How to add Memory to ChatGPT

How to add Memory to ChatGPT

Yesterday OpenAI added memory to ChatGPT. Such a thing is actually surprisingly easy to implement, and we've been dabbling with it ourselves in our own AI chatbots.

We've never actually implemented rich memory, besides our the AI chatbot that knows your name feature, since for most of our use cases it's irrelevant - However, if somebody out there are interested in an AI chatbot with extended memory, and are willing to pay for it, we'd love to get in touch with you.

Notice, such a thing would be a completely custom software project and would therefor require deep pockets!

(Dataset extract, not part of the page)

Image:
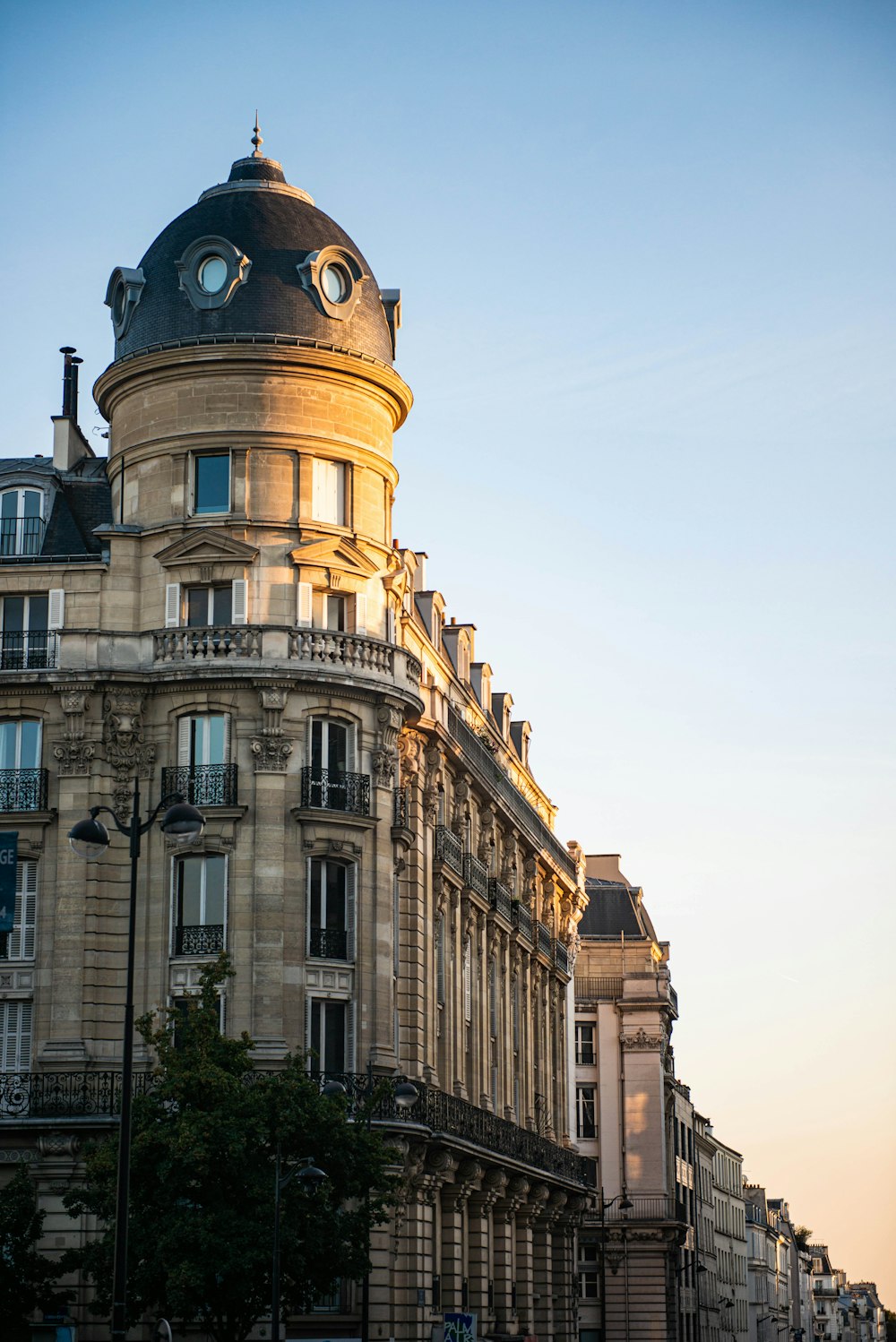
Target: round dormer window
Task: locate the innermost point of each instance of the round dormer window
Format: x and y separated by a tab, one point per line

How memory works in ChatGPT

As a specialist on RAG-based AI chatbots we probably know more about how to add memory to your AI chatbot than most. If you look at our platform, you will see that it actually (anonymously) stores each question and answer associated with a user ID.

Historical AI chatbot requests

This allows us to know which questions each individual user have asked without privacy concerns. The rest of the task is simply to vectorise or create embeddings based upon the input provided by the user, which allows us to later retrieve these entries using dot products as the user is asking more questions. Then if the match is above some sort of threshold, such as for instance 0.5 or something, we associate "the memory" with the context we're sending to OpenAI.

To further refine the process, we can also attach individual top scoring "memory entries" to the query we're using as we're matching records from our training snippets. In addition, it would be fairly easy to implement a "classification system" for "persistent memories", allowing the chatbot to use some entries specified by the user as "static memories" that are always attached to the query when matching training snippets and context data.

This allows us to extract static memories, that are basic facts that should always be a part of the queries we're using towards our RAG database - In addition to dynamically matched memories that are only matched if relevant to the question at hand.

An example use case

Imagine you're on a real estate website, and you're searching for an apartment. The chatbot replies and provides you with a beautiful apartment with one bedroom and a sea view. You inform the chatbot that you've got 2 children, and need at least 3 bedrooms. Your classification algorithm kicks in and informs you that this is "personal and relevant information about the user", so you create embeddings for the reply from the user, and adds it to the "static memory bank" for your chatbot.

One week later the same user comes back, and says "I'm looking for a house". The static memory kicks in and extracts the "This user has 3 children and needs 3 bedrooms" memory, which is then appended to the query as the chatbot is trying to match training data. What we're now looking for when using RAG isn't only the question the user asked, but in fact the following.

I'm looking for a house. This user has 3 children and needs 3 bedrooms

The last sentence originating from the "static memory bank". The embeddings API will then prioritise snippets with 3 bedrooms further up in the context, and recommend a 3 bedroom houses instead of the previously matched 1 bedroom apartment. One could imagine a response from OpenAI resembling the following at that point.

Hi John, since you've got 3 adorable children, you might want to look at the following 3 bedroom house ...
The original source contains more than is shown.